他在楼下餐厅吃过晚饭,上来陪她,没在房间里看到人,卫生间的门敞着,里面也没人。
傅寄忱大步朝衣帽间走来,看到沈嘉念的那一瞬,紧绷的神情放松下来,他以为她不见了,以为找回她是一场梦——他不止一次做这样的梦,梦醒了,发现一切都是假的。
沈嘉念把报纸捏成一团,攥在手心里,看向他的眼神分外复杂难言。
“拿的什么?”傅寄忱眼尖地注意到她的小动作,心下不免生出好奇。
沈嘉念顾左右而言他:“我想洗澡,过来借套衣服。”
傅寄忱听着她的用词,纠正道:“不是借,这里的女装本来就是你的,没有别人的。”他想到什么,对她勾唇浅笑,“三年前的衣服可能过时了,等你病好了,再帮你添置新的,到时让人送到家里来,你慢慢挑。”
沈嘉念下意识张口拒绝:“不用。”
非亲非故的,她无法心安理得接受别人的赠予。
傅寄忱稍稍愣了一下,旋即恢复正常神色,站在她的角度,适应他们的关系确实需要一定的时间。
他愿意给她时间,不强迫她立马接受。
眼见男人沉默不语,沈嘉念回想自己刚才的话,没觉得哪里有问题。
“去洗澡吧。”傅寄忱没跟她继续讨论添置新衣的话题,只叮咛了句,“感冒没好,别洗太长时间。”
沈嘉念抱着衣服去卫生间,没忘记反锁门。
站在门后,她打开手里皱巴巴的报纸,最后看了一眼,她就算是想破脑袋,不记得的事还是不记得,不会有任何改变
沈嘉念把报纸扔进垃圾桶里,打开洒冲澡。
洗完澡出来,傅寄忱坐在先前他坐过的那张沙发椅里,腿上搁着笔记本电脑,手指在键盘上敲击,看那界面好像在回邮件。
沈嘉念看了他几眼,男人的侧脸线条分明,认真工作的样子严肃冷锐,眉头微皱,可能是看到了不顺心的邮件。
经过各方面了解,沈嘉念对他们的关系有了大概的认知,试着跟他提出:“我什么时候能离开?”
傅寄忱敲键盘的指尖微顿,视线从电脑屏幕上移开,落在她沐浴过后、清水芙蓉般的白皙面颊上。
这张脸沈嘉念自己都没看习惯,他看过就坦然接受了。
“你还是想离开?”傅寄忱可能没察觉到,他说话时,语气里藏着无奈和挫败。
君山的总裁,处在金字塔顶端,坐拥无边财富和权力,也只有在面对她时,会感到挫败。
沈嘉念犹豫着点头,轻嗯一声。
时间过去十几秒,傅寄忱没有心软:“我不会放开你。”别的事情可以依她,唯独她要离开他这件事,他不允许。
沈嘉念皱眉,逆反心理发作:“如果我永远想不起来那些过往,永远不喜欢你,你打算关我一辈子吗?过去是过去,人都是往前走的,不可能永远停留在过去。”

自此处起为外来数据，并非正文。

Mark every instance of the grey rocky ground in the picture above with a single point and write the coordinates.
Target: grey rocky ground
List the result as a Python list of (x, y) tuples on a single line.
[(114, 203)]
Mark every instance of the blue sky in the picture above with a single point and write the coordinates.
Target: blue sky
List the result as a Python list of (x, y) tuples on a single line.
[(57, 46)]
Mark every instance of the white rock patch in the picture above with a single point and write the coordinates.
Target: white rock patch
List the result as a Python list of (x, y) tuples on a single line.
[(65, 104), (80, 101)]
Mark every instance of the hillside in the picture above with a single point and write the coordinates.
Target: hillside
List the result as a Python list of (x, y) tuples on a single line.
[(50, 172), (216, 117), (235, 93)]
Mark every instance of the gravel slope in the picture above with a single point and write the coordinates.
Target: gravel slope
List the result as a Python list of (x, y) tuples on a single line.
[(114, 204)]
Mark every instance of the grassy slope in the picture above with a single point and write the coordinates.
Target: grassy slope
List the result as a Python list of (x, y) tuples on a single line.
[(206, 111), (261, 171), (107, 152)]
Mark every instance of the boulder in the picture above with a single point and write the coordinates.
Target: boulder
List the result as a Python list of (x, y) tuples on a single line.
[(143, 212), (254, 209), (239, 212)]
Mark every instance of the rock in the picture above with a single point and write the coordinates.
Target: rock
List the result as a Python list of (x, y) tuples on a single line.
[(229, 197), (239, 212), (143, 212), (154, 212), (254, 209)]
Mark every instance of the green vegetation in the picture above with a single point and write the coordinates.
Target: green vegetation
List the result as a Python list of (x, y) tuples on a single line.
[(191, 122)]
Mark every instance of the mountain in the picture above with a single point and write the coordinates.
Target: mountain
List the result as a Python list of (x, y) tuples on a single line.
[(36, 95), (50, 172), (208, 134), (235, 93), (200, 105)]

她又在他心上扎一刀。傅寄忱的心疼了一下,半晌,缓缓道:“既然你能喜欢我一次,就能再次喜欢上我,我有信心。”
“你这样,我没办法喜欢你。”沈嘉念话说得直接。
傅寄忱已经调整好了心态,微微挑起唇角,耐心向她请教:“那要怎样做你才肯喜欢我?你告诉我,我照做。”
沈嘉念喉咙一滞,词穷了,她没想到堂堂君山的总裁这么厚脸皮。
她气得脑袋疼,不跟他说了,掀开被子上床,背朝他侧躺。
傅寄忱看着只露出后脑勺的沈嘉念,无声叹息,起身关了卧室的顶灯,留了一盏落地灯,亮度调到最低。
暖黄的灯光笼罩着大床,床上的被子隆起一团,让他感到心安。
沈嘉念把乱七八糟的事在脑子里过了一遍,毕竟还在病中,精力跟不上,没过多久就睡着了。
傅寄忱处理完十几封邮件,合上电脑,揉了揉酸胀的太阳穴,放轻脚步走到床边,垂下眼眸盯着床上熟睡的人儿。
她刚刚背对着他,睡着了以后无意识翻身平躺。
目光近乎痴恋地看了会儿,傅寄忱拿起床头柜上的体温枪,给她量了遍体温,37度8,温度降下来一点,但还没完全退烧。
不能掉以轻心,她以前着凉半夜里反复高烧。
傅寄忱去卫生间拧了块帕子,叠成大小合适的方块状,贴在她额头上,物理降温。
他就势在床边坐下,手指抚摸过她的脸颊,叹道,也就睡着了能乖顺点儿,醒着的时候只会对他满身防备。
傅寄忱俯下身,薄唇压在她唇上,轻轻地吻了一下,一触即离。
睡到半夜,沈嘉念嗓子发干,渴醒了,一醒来就忍不住咳嗽,睁开眼坐起来,发现房里还有个人,魂差点吓没了。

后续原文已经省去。